4. Verwenden Sie eine handelsübliche Reverse-Phase-SPE-Spalte (siehe Materialtabelle) für die Entaltung.
   1. Bereiten Sie 2 Lösungen für die Entsalzung, 5% Methanol in Wasser für das Waschen und 80% Methanol in Wasser für die Elution vor.
   2. Fügen Sie 500 l Methanol hinzu, gefolgt von 500 l Wasser, um die Säule vorzukonditionieren, 1 ml Pipettiertor mit der Spitze auf die Oberseite der Säule legen, den Pipettentor drücken, um den Durchfluss zu beschleunigen.
   3. Laden Sie 410 l der Probe in Schritt 1.3 auf die Säule, verwerfen Sie den Durchfluss durch.
   4. Verwenden Sie nach dem Waschen mit 500 l 5 % Methanol 300 l 80 % Methanol, um das Nitropeptid zu entleeren, das dann in der Standardeinstellung bei Raumtemperatur vollständig durch Speed-vac getrocknet wird.
      HINWEIS: Die Entsalzung ist sehr wichtig für die Reaktionen, da das im vorherigen Schritt übrig gebliebene Lösungsmittel sich negativ auf die nächsten Schritte auswirken kann.

2. Alkylierung von primären Auminen durch Dimethylkennzeichnung

1. Rekonstituieren Sie die pulverisierte Nitro-Angiotensin-II-Lösung in 100 l von 100 mM Triethylammonium-Bicarbonat (TEAB).
   HINWEIS: Der pH-Wert der Lösung sollte zwischen 7 und 9 liegen und sicherstellen, dass der Lösung kein primäres Amin hinzugefügt wird.
2. 4 l 4% Formaldehyd in die Lösung geben, kurz mischen.
   VORSICHT: Formaldehyddämpfe sind giftig; die Experimente in einer Dunstabzugshaube durchführen.
3. Fügen Sie der Lösung 4 l 0,6 M NaBH₃CN hinzu, schütteln Sie das Rohr bei 400 U/min für 1 h bei Raumtemperatur.
4. Die Etikettierreaktion durch Zugabe von 16 l 1% Ammoniaklösung zulöschen, bei Raumtemperatur für 5 min inkubieren.
5. Fügen Sie 8 l Ameisensäure hinzu, um die Lösung zu säuern und die Entsalzung mit der umgekehrten Phase der SPE-Säule durchzuführen, wie in Schritt 1.4 beschrieben.

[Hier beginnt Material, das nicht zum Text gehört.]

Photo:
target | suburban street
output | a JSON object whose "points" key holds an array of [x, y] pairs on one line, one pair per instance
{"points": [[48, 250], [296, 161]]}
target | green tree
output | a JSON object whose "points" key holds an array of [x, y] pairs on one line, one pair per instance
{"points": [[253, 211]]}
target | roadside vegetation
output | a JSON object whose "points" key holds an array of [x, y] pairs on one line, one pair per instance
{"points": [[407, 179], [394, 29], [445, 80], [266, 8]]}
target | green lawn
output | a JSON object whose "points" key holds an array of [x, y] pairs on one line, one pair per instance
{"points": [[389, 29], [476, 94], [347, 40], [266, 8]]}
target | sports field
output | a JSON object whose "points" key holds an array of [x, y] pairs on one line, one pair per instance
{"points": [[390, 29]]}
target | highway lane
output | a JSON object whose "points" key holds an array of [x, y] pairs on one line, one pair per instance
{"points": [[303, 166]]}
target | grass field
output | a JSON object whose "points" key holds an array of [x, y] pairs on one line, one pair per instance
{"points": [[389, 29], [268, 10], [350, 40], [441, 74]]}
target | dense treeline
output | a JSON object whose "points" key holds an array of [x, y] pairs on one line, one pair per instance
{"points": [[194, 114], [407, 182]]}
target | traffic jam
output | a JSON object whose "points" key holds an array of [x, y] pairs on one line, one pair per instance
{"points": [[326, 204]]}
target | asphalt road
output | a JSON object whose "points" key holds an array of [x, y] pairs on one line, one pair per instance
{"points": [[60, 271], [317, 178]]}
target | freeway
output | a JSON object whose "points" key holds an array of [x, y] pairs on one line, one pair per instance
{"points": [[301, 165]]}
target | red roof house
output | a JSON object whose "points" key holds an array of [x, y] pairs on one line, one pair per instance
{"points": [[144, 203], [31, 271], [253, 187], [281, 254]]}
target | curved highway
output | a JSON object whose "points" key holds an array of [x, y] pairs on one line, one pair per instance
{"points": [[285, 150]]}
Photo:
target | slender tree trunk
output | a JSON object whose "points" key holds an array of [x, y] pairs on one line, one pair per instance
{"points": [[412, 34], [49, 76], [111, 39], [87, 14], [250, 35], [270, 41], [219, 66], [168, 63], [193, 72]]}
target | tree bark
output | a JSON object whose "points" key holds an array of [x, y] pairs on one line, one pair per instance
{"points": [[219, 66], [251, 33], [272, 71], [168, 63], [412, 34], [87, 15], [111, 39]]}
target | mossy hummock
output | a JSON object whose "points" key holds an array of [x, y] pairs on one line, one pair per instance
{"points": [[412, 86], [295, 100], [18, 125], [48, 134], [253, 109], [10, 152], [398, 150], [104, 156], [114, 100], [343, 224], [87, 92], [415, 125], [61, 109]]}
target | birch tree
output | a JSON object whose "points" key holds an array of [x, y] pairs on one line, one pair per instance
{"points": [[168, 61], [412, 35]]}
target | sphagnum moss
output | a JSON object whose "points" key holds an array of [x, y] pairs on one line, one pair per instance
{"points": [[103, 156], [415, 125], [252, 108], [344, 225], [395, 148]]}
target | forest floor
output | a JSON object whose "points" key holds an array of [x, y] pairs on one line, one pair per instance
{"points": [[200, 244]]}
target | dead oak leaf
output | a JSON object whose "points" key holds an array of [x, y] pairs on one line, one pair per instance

3. Reduktion von Nitrotyrosin zu Aminotyrosin

1. Rekonstituieren Sie das Dimethyl-beschriftete Nitro-Angiotensin II in 500 l PBS (10 mM NaH₂PO₄, 150 mM NaCl, pH 7.4).
2. 10 l 1 M Natriumdithionat in die Lösung geben und bei Raumtemperatur 1 h brüten. Nach der Reduktionsreaktion wird die gelbe Farbe der Lösung deutlich.
   HINWEIS: Wiegen Sie 174,1 mg Natriumdithionat und lösen Sie es in Wasser auf, um das Endvolumen von 1 ml zu machen. Diese Lösung kann bei -20 °C nicht länger als eine Woche gelagert werden.
3. Verwenden Sie die in Schritt 1.4 beschriebene Sp-Spalte der Rückwärtsphase für die Entaltung.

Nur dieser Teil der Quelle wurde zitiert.